You're reading: Saakashvili summoned to Ukrainian Prosecutor General’s Office for questioning

Movement of New Forces leader and former Georgian President Mikheil Saakashvili has been summoned to appear at the Ukrainian Prosecutor General’s Office for questioning as a suspect in a criminal case on several counts on the morning of December 18, a summons posted on the PGO website on December 12 afternoon said.

As reported, on December 5, law-enforcement officers detained Saakashvili in his apartment in Kyiv, but his supporters blocked the police vehicle and freed him. He was declared wanted.

Ukrainian Prosecutor General Yuriy Lutsenko said that Saakashvili had received half a million dollars for his activities in Ukraine from businessman Serhiy Kurchenko, who is currently hiding in Russia, and presented an audio recording in support of his claim. Saakashvili said he does not know Kurchenko. Saakashvili supporter David Sakvarelidze said that the published recordings have been doctored and that he is planning to submit them for an expert evaluation abroad.

Saakashvili was detained for the second time late in the evening of December 8. He is charged with aiding and abetting members of criminal groups and concealing their criminal activities and is facing between five and ten years of imprisonment.

Following his detention, he was brought to a detention facility of the Ukrainian Security Service (SBU) in Kyiv, where he went on a hunger strike.

On Sunday, Saakashvili supporters held a rally and a protest in downtown Kyiv demanding the politician’s release, Lutsenko’s dismissal, and the adoption of laws on the impeachment of the president, on the Anti-Corruption Court, and on elections.

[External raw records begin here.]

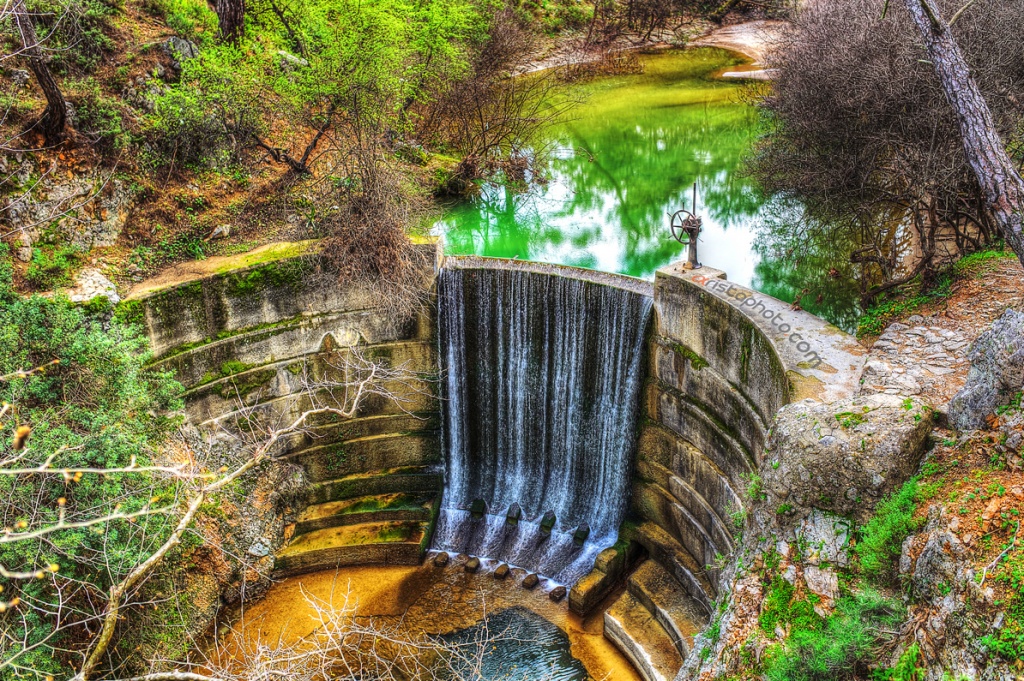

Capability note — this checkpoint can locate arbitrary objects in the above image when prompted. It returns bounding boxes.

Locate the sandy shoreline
[517,19,785,80]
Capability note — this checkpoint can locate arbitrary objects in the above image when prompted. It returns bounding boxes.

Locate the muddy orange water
[209,561,640,681]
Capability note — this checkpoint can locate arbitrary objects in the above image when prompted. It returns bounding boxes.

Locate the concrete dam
[123,245,863,681]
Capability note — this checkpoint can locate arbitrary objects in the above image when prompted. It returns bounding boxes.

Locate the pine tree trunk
[215,0,246,43]
[11,0,68,145]
[905,0,1024,263]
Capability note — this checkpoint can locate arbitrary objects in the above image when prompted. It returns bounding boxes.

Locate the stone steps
[293,493,436,537]
[604,591,683,681]
[626,560,708,657]
[274,520,431,577]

Saakashvili was taken to Kyiv’s Pechersky District Court on December 11 morning. On the evening of the same day, Judge Larysa Tsokol dismissed the prosecution’s motion to impose a restrictive measure in the form of full-time house arrest on Saakashvili for the duration of the investigation, and he was released in the courtroom. However, the prosecutor’s office may appeal this ruling in an appellate court in five days, the judge said. Lutsenko then said that the prosecution would do so.